夢を追う“メイコ”原菜乃華が示した覚悟 『あんぱん』が照らし出す朝田家の温かな絆

 戦争が終わり、メイコ(原菜乃華)の心の中に小さな夢が灯り始める。NHK連続テレビ小説『あんぱん』第69話では、夢を追いかけるメイコの決意が描かれ、そんなメイコを支えようとする家族の思いと、その背中をそっと押すのぶ(今田美桜)の姿があたたかく映し出された。

 戦争が終わり、暮らしはまだまだ厳しい。それでも人々の心の奥底には、「自分の夢をもう一度」という小さな火種が、静かに灯り始めている。メイコがラジオの『のど自慢』に出場するため、東京へ行きたいと蘭子(河合優実)に打ち明けるが、その夢を偶然耳にしたくら(浅田美代子)の存在が、今回の小さな“家出劇”を思いがけず大きく動かすきっかけとなった。噂はすぐに朝田家に広がり、家族は一斉に反対する。しかし、メイコの決意は揺るがない。彼女は家を飛び出し、自分の足で、静かに新しい一歩を踏み出した。

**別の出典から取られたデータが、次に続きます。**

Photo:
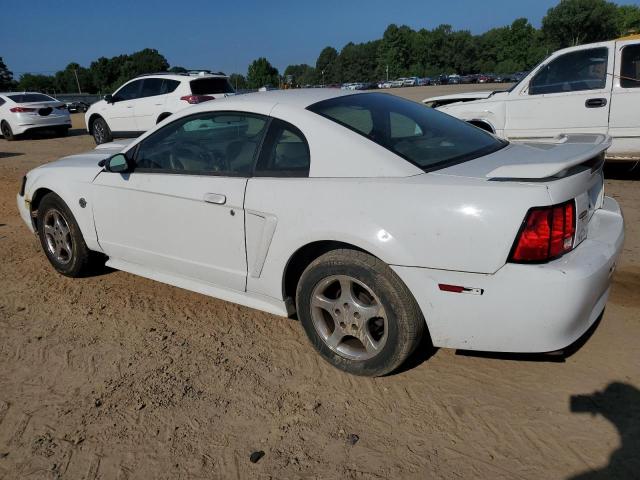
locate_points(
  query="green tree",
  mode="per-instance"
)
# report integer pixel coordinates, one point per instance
(327, 66)
(37, 83)
(262, 73)
(628, 19)
(394, 51)
(6, 77)
(300, 75)
(573, 22)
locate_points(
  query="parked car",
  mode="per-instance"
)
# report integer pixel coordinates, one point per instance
(273, 200)
(30, 111)
(148, 99)
(77, 106)
(593, 88)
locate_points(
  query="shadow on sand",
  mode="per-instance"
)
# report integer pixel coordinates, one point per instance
(620, 404)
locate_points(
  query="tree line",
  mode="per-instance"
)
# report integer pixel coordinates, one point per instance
(402, 51)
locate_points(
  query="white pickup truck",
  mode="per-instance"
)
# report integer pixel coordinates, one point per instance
(592, 88)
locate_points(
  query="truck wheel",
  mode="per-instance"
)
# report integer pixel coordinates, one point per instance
(101, 132)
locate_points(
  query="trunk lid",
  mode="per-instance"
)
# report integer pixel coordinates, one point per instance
(570, 168)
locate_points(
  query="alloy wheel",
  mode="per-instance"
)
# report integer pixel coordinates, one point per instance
(349, 317)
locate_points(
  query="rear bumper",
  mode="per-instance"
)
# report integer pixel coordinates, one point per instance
(524, 308)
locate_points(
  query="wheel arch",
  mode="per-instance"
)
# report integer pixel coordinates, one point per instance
(302, 258)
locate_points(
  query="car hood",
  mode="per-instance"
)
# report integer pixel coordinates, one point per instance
(533, 160)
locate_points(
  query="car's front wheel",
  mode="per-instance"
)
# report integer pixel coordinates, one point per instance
(101, 131)
(357, 313)
(61, 238)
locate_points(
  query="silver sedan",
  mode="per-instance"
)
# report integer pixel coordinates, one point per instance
(28, 111)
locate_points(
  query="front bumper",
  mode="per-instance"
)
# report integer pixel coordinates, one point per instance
(23, 122)
(524, 308)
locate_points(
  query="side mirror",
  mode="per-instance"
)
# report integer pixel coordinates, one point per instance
(116, 164)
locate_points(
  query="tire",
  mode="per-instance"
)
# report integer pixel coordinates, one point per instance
(100, 131)
(384, 315)
(7, 133)
(61, 238)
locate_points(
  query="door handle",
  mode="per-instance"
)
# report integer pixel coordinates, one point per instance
(595, 102)
(216, 198)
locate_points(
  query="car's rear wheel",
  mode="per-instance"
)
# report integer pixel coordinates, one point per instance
(61, 238)
(357, 313)
(7, 133)
(101, 132)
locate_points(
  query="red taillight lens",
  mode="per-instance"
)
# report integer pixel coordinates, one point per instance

 一方、のぶの物語もささやかに動いていく。夕刊廃止の知らせで肩を落としていたのぶのもとに、東海林(津田健次郎)が新しい提案を携えて現れる。夕刊の代わりに月刊誌を任せてもらえることになったのだ。しかし、目の前の仕事のことより、のぶの頭の中にあるのはメイコのことだった。東海林の「家族のもとへ行け」という言葉に背中を押され、のぶはメイコを探しに向かう。

 そして迎えた夕暮れ時、のぶとメイコはようやく再会を果たす。東京へ向かうはずだったメイコが降り立ったのは、のぶがいる高知の駅だった。背中を押していたのは、かつて自分も同じ夢を見たくらの思いだったことが明かされる。夢を見ることの苦さと温かさが、世代を越えてそっと繋がっていく。夢を諦めかけていた若い頃の自分を、くらはメイコに重ねていたのだろう。だからこそ、反対する家族とは裏腹に、こっそりと旅費を渡したのだ。メイコもまた、その思いに応えるように、自分の意思で汽車を降り立った。